White Evangelicals turned up at the polls in large numbers on Tuesday, playing a key role placing Congress in the hands of the Republican Party.
Evangelicals tend to be more enthusiastic than other groups about the midterm elections, according to polling data from Reuters/Ipsos. Election Day 2014 was no different, with exit polls showing that Protestants and other non-Catholic Christians made up about half of the electorate and tended to cast their votes in favor of the GOP by about 60 percent.
More specifically, 26 percent of voters self-identified as white evangelical or born-again Christian. Of that group, 78 percent voted for Republican candidates.
In highly contested races in the Southern states of Arkansas, Georgia, Kentucky, and North Carolina, exit polling shows that white evangelicals showed up to vote in high percentages, according to Religion Dispatches.
In Arkansas, for example, 52 percent of the electorate was composed of self-identified white evangelicals or born-again Christians. About 73 percent voted for Republican Rep. Tom Cotton, which helped unseat two-term Democratic Sen. Mark Pryor.
“Conservative voters of faith were the largest constituency in the electorate in 2014,” Ralph Reed, founder and chairman of the Faith & Freedom Coalition, said in a statement. “Their share of the electorate exceeded that of the African-American vote, Hispanic vote, and union vote combined. Religious conservative voters and the issues they care about are here to stay. They will be equally vital in 2016. Politicians of both parties ignore this constituency at their peril.”
The religious landscape of Tuesday's elections was largely similar to the last midterm election in 2010 and to the 2012 presidential election, according to Religion News Service blogger Mark Silk.
About 71 percent of white Protestants and 59 percent of white Catholics voted Republican, according to exit polls. Individuals who attended religious services regularly were also more likely to vote Republican.

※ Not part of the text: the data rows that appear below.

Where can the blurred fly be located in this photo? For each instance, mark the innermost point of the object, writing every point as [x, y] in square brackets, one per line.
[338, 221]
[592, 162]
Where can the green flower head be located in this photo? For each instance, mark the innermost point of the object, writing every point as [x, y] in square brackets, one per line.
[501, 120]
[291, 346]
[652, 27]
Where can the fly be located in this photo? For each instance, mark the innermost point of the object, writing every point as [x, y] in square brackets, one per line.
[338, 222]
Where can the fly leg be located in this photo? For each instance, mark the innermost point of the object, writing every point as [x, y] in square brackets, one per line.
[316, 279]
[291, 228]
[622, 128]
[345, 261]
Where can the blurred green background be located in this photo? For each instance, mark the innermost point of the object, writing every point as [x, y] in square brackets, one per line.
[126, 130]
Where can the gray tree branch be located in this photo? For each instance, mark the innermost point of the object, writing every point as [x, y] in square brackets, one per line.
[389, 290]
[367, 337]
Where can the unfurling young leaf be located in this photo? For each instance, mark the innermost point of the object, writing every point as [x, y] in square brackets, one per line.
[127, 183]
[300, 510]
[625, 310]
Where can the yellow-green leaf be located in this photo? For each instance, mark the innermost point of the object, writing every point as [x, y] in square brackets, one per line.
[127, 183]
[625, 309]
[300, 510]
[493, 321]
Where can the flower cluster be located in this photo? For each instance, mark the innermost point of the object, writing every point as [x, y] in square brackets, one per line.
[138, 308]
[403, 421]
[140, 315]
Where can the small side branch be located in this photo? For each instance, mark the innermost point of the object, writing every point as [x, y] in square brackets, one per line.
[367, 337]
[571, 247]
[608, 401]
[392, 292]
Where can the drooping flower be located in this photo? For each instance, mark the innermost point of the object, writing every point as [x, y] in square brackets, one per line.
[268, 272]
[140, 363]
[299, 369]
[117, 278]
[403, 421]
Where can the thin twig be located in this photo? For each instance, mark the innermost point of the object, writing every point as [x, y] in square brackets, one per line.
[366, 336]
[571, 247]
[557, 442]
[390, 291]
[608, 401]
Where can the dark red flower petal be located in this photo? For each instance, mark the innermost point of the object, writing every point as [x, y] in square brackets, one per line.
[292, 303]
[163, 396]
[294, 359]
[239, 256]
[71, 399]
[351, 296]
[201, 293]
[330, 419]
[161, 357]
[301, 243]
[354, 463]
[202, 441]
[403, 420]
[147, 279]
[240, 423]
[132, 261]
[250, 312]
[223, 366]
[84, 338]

On the other hand, American Jews remained a solid Democratic voting bloc, according to a J Street Election Night Poll. About 69 percent voted for Democratic congressional candidates. President Obama’s approval rating is 15 percentage points higher among American Jews than for the general population.

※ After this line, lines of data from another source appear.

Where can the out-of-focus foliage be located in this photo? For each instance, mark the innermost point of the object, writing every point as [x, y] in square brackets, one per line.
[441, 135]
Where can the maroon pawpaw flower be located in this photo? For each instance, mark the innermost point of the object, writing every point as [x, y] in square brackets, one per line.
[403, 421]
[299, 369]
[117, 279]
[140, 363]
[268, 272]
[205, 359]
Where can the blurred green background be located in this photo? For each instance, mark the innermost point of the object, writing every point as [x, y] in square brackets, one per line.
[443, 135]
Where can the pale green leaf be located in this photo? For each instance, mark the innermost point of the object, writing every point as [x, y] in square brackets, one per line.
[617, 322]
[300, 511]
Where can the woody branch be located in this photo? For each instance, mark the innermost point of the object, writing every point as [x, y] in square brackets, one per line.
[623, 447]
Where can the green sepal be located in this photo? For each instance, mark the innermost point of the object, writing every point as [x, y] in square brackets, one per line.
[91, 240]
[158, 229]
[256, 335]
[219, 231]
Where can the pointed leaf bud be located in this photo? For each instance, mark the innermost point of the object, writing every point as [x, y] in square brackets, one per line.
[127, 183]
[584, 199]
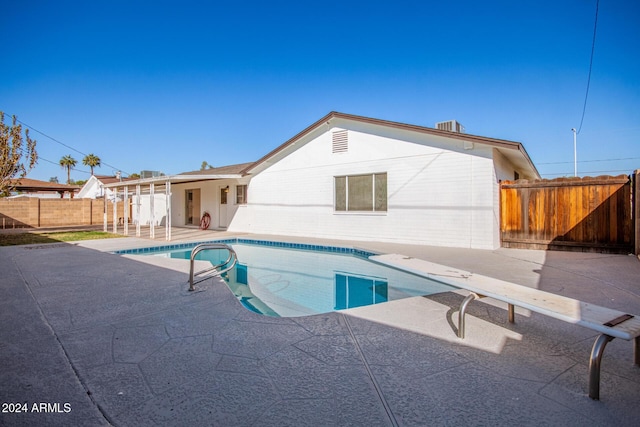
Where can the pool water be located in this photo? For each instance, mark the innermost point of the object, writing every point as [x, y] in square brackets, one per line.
[290, 282]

“The 2014 Jewish vote once again demonstrates that American Jews are a base Democratic constituency that supports the Obama Administration’s efforts to reach an agreement with Iran and to help resolve the Israeli-Palestinian conflict,” the pollster Jim Gerstein said in a statement. “While Prime Minister Netanyahu has recently raised questions about American values, the data clearly show that American Jewish values closely align with the actions of the Obama administration.”

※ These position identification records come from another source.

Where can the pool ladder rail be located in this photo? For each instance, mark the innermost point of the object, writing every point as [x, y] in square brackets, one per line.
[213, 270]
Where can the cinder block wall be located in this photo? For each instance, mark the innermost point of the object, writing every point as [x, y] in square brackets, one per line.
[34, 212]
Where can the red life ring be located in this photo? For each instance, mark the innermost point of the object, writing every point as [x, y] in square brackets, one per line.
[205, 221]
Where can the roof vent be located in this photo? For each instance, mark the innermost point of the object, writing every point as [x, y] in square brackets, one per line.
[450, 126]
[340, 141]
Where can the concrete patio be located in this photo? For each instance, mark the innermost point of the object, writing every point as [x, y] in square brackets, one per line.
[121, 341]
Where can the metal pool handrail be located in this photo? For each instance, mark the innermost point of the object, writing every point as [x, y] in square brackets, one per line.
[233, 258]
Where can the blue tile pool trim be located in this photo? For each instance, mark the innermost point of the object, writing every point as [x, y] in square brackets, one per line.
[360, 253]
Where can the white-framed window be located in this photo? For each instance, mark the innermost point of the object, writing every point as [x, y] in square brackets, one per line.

An exit poll by the Council of American-Islamic Relations of Muslim registered voters in California, New York, Illinois, Florida, Texas, and Virginia -- states with large Muslim populations -- suggested that more than 70 percent of Muslims favored Democratic candidates. The poll also showed a modest positive shift in support for the GOP, with close to 20 percent voting for Republican gubernatorial candidates. CAIR attributed the change to "winning over traditionally independent or undecided Muslim voters."
Despite a spirited campaign to get out the vote, the midterm elections provided mixed results for atheists. One atheist in Arizona was re-elected to a seat in his state legislature, while another atheist in Texas lost his race for the Texas House of Representatives.
James Woods, an Arizona atheist who was seeking a spot in the U.S. House of Representatives, was rejected by voters. He was the only openly atheist candidate trying to win a seat in Congress, according to The Religion News Service.
“We ran a campaign I think my atheist community can be proud of, and I hope we made it a little easier for other candidates to be open about their nontheism in the future as well,” Woods said in his concession speech. “We’re playing to win the long game. And we’re winning it.”
Congress’s possibly only “none” -- a person who doesn't identify with any particular religious or nonreligious identity -- was re-elected in Arizona’s 9th District. During her 2012 campaign, a spokesman said of Democratic Rep. Krysten Sinema that the "terms ‘nontheist,’ ‘atheist’ or ‘nonbeliever’ are not befitting of her life’s work or personal character." Still, the congresswoman has been hailed by secular groups.
In other election news, Alabama voters showed overwhelming support (by about 72 percent) for an amendment to the state constitution that prevents foreign law from being applied in state courts, AL.com reported. The amendment follows previous election-year efforts in other states to ban Islamic sharia law.
The electorate was divided on abortion-related ballot initiatives, according to the Religion News Service. Voters in Colorado and North Dakota rejected proposals to grant rights of personhood to fetuses. Pro-choice advocates feared that such initiatives would have banned abortions. Tennessee voters decided to add an amendment to the state constitution that would give state lawmakers more power to regulate abortions.